As the days went on, my nephew was running instead of walking and my father became harder to contain. We’d leave the house and drive around Tucson looking for entertainment. Once, at a Best Buy, my nephew, who liked to throw everything, chucked his bottle at a computer display and my father at the top of his lungs yelled “Touchdown!” I’ll admit that in the early days of my father’s illness I spent a lot of time being apologetic and embarrassed, but during this moment I cheered and laughed and then got the hell out of there.
During our Fridays together, we spent many hours at the park until I realized I couldn’t handle both my toddler nephew and my dad going berserk, so we mostly rode around seeing what we could see and, on good days, going to the art museum and playing at the splash pad. The one and only time I took them both through the drive-in car wash ended with both my dad and nephew screaming and trying to escape while suds were being hurled at the car.

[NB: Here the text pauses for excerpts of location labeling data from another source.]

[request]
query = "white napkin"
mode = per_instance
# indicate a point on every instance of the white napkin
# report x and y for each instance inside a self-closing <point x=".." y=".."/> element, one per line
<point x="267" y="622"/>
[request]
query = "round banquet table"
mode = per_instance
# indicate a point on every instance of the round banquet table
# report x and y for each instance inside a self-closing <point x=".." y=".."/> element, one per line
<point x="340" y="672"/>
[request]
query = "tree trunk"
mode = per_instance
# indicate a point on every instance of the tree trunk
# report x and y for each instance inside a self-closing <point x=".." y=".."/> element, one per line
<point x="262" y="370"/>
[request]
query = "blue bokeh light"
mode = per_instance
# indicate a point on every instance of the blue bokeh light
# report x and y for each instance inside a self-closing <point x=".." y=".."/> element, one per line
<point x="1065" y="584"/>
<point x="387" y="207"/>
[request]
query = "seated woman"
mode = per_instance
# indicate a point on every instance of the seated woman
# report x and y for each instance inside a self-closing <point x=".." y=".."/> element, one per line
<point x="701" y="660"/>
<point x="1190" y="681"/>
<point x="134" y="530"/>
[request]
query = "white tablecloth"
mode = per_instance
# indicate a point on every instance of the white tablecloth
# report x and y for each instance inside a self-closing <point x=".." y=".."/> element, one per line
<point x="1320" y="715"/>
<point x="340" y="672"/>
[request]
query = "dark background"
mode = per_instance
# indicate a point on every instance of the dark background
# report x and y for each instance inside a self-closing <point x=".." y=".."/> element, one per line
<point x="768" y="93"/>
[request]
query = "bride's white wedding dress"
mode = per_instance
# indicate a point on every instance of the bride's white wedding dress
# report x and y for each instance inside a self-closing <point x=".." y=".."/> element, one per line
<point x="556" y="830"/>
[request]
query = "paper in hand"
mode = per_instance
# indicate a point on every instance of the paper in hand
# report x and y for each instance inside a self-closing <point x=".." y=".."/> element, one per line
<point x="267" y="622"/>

On quiet days I’d give my dad his guitar and he would play songs and sing while my nephew danced. No matter how bad my dad got, he always remembered songs and chords. His voice was strong, and his fingers glided between the strings. It was there in these brief moments that my nephew got a glimpse of the man he used to be.
My dad didn’t live to see his second and third grandchildren. Alzheimer’s took him in 2017. He did get a chance to be called Tata even though he had no idea who that little guy was.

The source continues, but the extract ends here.